Please Note: This article is written for users of the following Microsoft Excel versions: 97, 2000, 2002, and 2003. If you are using a later version (Excel 2007 or later), this tip may not work for you. For a version of this tip written specifically for later versions of Excel, click here: Deleting Everything Except Formulas.

Deleting Everything Except Formulas

by Allen Wyatt
(last updated February 18, 2012)

2

Let's face it—when it comes to developing worksheets, we spend most of our time creating formulas. It seems, then, a waste to throw out perfectly good formulas and recreate a worksheet from scratch just because you need to get rid of a bunch of values in the worksheet. There may be an easier way—just get rid of everything except the formulas. Follow these steps:

  1. Display the worksheet you want to edit.
  2. Press F5 to display the Go To dialog box.
  3. Click Special. Excel displays the Go To Special dialog box. (See Figure 1.)
  4. Figure 1. The Go To Special dialog box.

  5. Make sure the Constants option button is selected. The check boxes below Formulas should then become accessible.
  6. Using the four checkboxes under Formulas, specify what type of constants you want to select.
  7. Click OK. Excel selects all the cells that meet your criteria.
  8. Press Delete. The contents of the selected cells are deleted.

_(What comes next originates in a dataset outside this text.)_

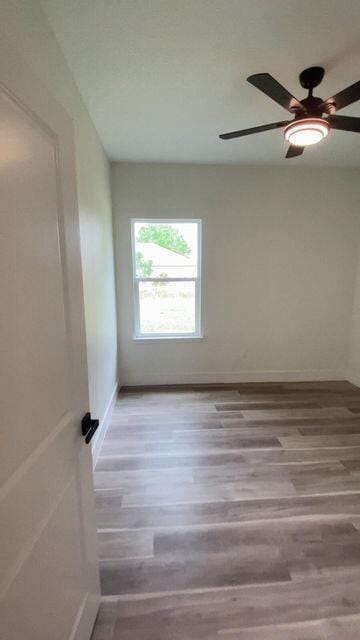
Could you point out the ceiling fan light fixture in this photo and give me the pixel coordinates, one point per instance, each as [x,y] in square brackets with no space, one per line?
[306,131]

ExcelTips is your source for cost-effective Microsoft Excel training. This tip (3053) applies to Microsoft Excel 97, 2000, 2002, and 2003. You can find a version of this tip for the ribbon interface of Excel (Excel 2007 and later) here: Deleting Everything Except Formulas.

Author Bio

Allen Wyatt

With more than 50 non-fiction books and numerous magazine articles to his credit, Allen Wyatt is an internationally recognized author. He  is president of Sharon Parq Associates, a computer and publishing services company. ...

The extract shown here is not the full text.